The Will and the Wilds(26)
I look back to him. Pull my sleeve over my bracelet. “I can try.”
The man fumbles for a clean sheet of paper—it’s very fine, which means it’s very expensive—and turns it toward me. He has a sharpened pencil at the ready.
Eyeing Runden, I crouch at the table, moving closer to the younger scholar so as not to block the lamplight, and do a loose sketch of a vuldor, just as I had in my notes. I’m sure it’s not perfect, but Maekallus had seemed to think it accurate enough. When I’m finished, I write, Vuldor, below it—admittedly, if only to prove that I can write and I’m educated—and step back. The scholar picks up the paper and examines it, adjusting his glasses as he does so. Runden continues to ignore me.
“Fascinating. What did you say your name was?”
“Enna.” Excitement twirls in my chest. A real scholar is asking my name! He is impressed by my knowledge! “Enna Rydar, sir.”
“Call me Jerred.” He extends his hand. I grip it firmly, hoping to impress. Hoping he doesn’t notice the reddening scar across my palm. “You’re local?”
“A day’s ride away.” A day, I remember. I have only hours to find the information Maekallus and I so desperately need. Bother! Why am I presented such an opportunity to talk to well-studied men when I cannot take it? I feel my heart flake and crumble, like mud dried too quickly beneath the summer sun.
“And you cannot tell us more?” Jerred presses. He means my source, most likely. And I cannot tell anyone about him.
Swallowing a sob of frustration, I say, “I’m sorry. I have research of my own to do and only a short time to do it. But . . . good luck, with your studies.”
I duck away, hurrying to the shadows between the shelves. I can’t give Jerred, or even Runden, opportunity to respond, for they’ll draw me into the fantasy of their academia and I’ll never accomplish my task. I need not remind myself that my soul and my life are more important than my study.
Once I’m away, I take several breaths to reorient myself and begin scanning the shelves again. Force myself to concentrate.
Fate grants me mercy, for I find the first book on my list quickly and pluck it from its shelf.
I read for a long time. Long enough for the guard shift to change. My mind grows fuzzy, but I shake myself, forcing attention. I may only have today to search for an answer, but as I look at book after book and return to the index again and again, I fear that no amount of time will be sufficient, merely because the knowledge I seek is not to be found in the Duke of Sands’s library.
There is little on mystings as a whole; my grandmother’s journal is more precise than these volumes written by scholars. I’ve learned a great deal about herbs I now desire to plant in my garden, as well as various theories on the creation of the realms and what many call the “War That Almost Was” between the people of Amaranda and a horde from the monster realm—the very war my father fought in twenty years ago. But nothing mentions binding spells, or goblers, narvals, or even mystiums. Nothing mentions antidotes. None of these authors have traveled into the monster realm, and none, I believe, have ever seen a mysting with their own eyes. All the more reason to, someday, publish my own useful findings.
I do discover a scrying spell in a skinny book, its pages filled with tight, nearly illegible script. I jot it down, though I would need something of the person or being I want to find to activate it, and I’ve nothing of the gobler who bound Maekallus to his demise, and me alongside him. I’m near tears, a headache pulsing down my neck, when a hand grabs my shoulder.
I gasp and jump from my chair, a book on forest phenomena dropping from my lap to the floor.
“Easy, Enna.” Tennith pulls back his hand. He frowns. “You don’t look well.”
“I . . .” I realize I’ve not eaten, though I have dried fish and bread in my sack. Glancing out the window, I determine it must be the end of the afternoon—time to set off, if we want to reach Fendell before the dark swallows us.
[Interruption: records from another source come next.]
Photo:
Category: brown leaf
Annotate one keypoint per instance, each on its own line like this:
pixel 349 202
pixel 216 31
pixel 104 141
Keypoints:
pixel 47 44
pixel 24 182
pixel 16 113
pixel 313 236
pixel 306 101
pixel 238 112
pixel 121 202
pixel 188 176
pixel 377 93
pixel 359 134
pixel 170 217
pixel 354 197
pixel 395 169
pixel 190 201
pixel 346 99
I pick up the book on the floor, tempted to rip out its useless pages. Even if I could neglect my father and convince Tennith to stay another day, I don’t think it would be fruitful, and then there would be the gossip. Curse this world, for how it runs on rumor! All I have is the scrying spell folded in my pocket.
“I forgot to eat.” At least I can be honest about that. “I can do so as we ride. Did you find your cow?”
He nods. “A fine young lady with eyes like sunstones. Got a decent price on her, too. But she’s not fast, so we’ll need to set out . . . Are you sure you’re well?”
“Yes, quite,” I lie. I leave my books on my chair to be sorted later. “Let’s go. I—”
I wince and hold up my hand. The very center of the scar has opened, the cut thin as baby hair and short as my pinky nail, but the musty library air makes it sting.
“That’s a nasty scar.” Tennith reaches for it, but stops himself. “Where’d you get it?”
I pull my hand away from his line of sight. “A while back, playing with one of my father’s swords.”
“Your father was a swordsman?”
It surprises me that Tennith doesn’t know this, given the stories spun about us, but I suppose only the oldest in Fendell would, and the best things about people always get forgotten beneath the worst.